Attempting a full explanation - computers currently work using binary logic, where “signals” (or “voltages” or “currents” - you pick the terminology, as it detracts from the overall explanation) are either on or off. (It’s entirely possible to use trinary logic; I read an article within the past two years advocating a switch to a three-valued logic system because it’s a more space efficient encoding, but I can’t find the reference. It was an analysis using Shannon’s information theory, but I digress.)
Now, one bit doesn’t tell you all that much. Either on or off. To represent a greater range of values, we can group bits together. So, using 2 bits as a unit, we can represent 4 values - 00, 01, 10, and 11. Further increasing the number of bits in a “group” allows the expression of an even larger range. For instance, the ASCII code uses an 8-bit representation, which yields 256 possible “values”. As far as representations go, dealling with strings of 1s and 0s is not very human-friendly, so we tend to use other representations such as octal (groups of 3 bits, e.g. 000 = 0, 001 = 1, 010 = 2, 011 = 3, etc. up to 111 = 8) or hexadecimal (groups of 4 bits, e.g., 0000 = 0, …, 0101 = 9, 0110 = A, etc., up to 1111 = F) for more values.
Octal and hexadecimal are nice because they continue to use powers of 2, which allows representations with a wider range of values to be easily converted back to the basic binary representation. Now, in a computer, wires are necessary to carry this information, which is called the “bus”. At the risk of oversimplifying or misstating the rationale, I’ll just say that for a general purpose computing device, it’s easier, more flexible, and more efficient to process information in groups of wires that subscribe to the power of 2 format (e.g., the Intel 4044 used 4 bits, the 8088 used 8 bits, the current crop of Intel compatible processors use 32 bits, and some current processors use 64 bits; 64 bit personal computer processors are on the horizon).

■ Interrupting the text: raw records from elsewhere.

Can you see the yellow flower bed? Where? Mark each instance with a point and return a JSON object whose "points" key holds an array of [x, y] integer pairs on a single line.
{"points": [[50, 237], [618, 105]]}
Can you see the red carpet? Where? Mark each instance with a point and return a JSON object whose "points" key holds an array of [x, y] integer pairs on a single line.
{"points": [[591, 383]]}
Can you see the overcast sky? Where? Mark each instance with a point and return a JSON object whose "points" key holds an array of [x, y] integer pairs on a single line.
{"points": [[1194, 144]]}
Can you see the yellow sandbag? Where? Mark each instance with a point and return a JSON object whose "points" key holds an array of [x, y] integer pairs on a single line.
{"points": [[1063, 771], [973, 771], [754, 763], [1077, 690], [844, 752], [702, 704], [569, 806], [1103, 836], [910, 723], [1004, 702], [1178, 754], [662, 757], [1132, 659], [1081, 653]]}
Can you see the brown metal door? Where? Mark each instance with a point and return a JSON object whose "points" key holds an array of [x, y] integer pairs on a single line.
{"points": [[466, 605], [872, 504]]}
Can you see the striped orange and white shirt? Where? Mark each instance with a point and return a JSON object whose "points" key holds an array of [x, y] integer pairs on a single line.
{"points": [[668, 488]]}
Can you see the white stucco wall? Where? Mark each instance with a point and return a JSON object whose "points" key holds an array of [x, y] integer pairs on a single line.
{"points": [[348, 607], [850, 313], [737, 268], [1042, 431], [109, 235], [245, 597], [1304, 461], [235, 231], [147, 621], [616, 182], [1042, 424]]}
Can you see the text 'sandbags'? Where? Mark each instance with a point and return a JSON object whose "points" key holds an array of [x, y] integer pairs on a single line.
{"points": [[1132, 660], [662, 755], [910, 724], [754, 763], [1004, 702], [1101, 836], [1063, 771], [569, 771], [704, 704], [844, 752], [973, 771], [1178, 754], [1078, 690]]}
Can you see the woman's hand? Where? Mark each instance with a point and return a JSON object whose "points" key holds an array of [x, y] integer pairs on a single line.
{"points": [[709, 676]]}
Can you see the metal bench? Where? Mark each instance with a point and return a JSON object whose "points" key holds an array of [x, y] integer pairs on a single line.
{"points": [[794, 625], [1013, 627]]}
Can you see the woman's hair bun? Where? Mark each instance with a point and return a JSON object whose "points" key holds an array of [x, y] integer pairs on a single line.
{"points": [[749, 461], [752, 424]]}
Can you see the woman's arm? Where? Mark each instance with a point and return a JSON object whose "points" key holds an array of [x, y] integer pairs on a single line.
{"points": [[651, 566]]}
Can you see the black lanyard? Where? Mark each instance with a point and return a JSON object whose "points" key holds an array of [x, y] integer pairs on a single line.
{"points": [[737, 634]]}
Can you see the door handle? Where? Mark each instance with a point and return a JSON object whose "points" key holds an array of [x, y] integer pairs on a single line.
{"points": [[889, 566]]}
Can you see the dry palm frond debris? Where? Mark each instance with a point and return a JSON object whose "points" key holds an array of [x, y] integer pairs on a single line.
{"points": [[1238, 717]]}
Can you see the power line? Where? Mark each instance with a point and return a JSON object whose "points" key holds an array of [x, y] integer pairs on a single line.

The point of the above is that for “general purposes”, setting the number of bits is a tradeoff. Custom hardware would use the minimum number of bits necessary to fully represent the information required. So, if one were to make a circuit for representing decimal numbers, it would have to use 4 wires. Of course, this would “waste” some of the possible representations; the bit required to represent anything beyond 7 would only be used for representing 8, 9, and 10. But, if we’re not sure what data we’re going to have to deal with before hand, we just supply a standard number of bits and use it as we see fit. There’s a tradeoff between space efficiency and the flexibility of the system.
Now, your question was about efficiency of representation. As others have pointed out, Huffman encoding can be used to determine an efficient representation of an arbitrary range of values such that any group of individual values is unique - as Shalmanese points out, it is important to have a string of values be unambiguous.
However, the most efficient encoding of information is dependent on what is being represented. In the representation you present, the codes are assigned in alphabetical order. This isn’t the most efficient representation for english, since the probability of the letter “e” occurring is highest in a given text and you want to use the shortest representation for the letter that occurs most often. It’s best (that is, most efficient) to represent the english language according to occurance distributions. (Of course, any particular text might show a different distribution - so it’s most efficient representation would use a different encoding.)
LZW compression (explanation at http://dogma.net/markn/articles/lzw/lzw.htm) makes use of the above fact by creating an encoding dynamically based on the particular data to be encoded. A truly nifty algorithm, if you don’t mind me saying so.
Hope that helps with understanding binary and some issues involved in discussing “efficiency”…
Kramer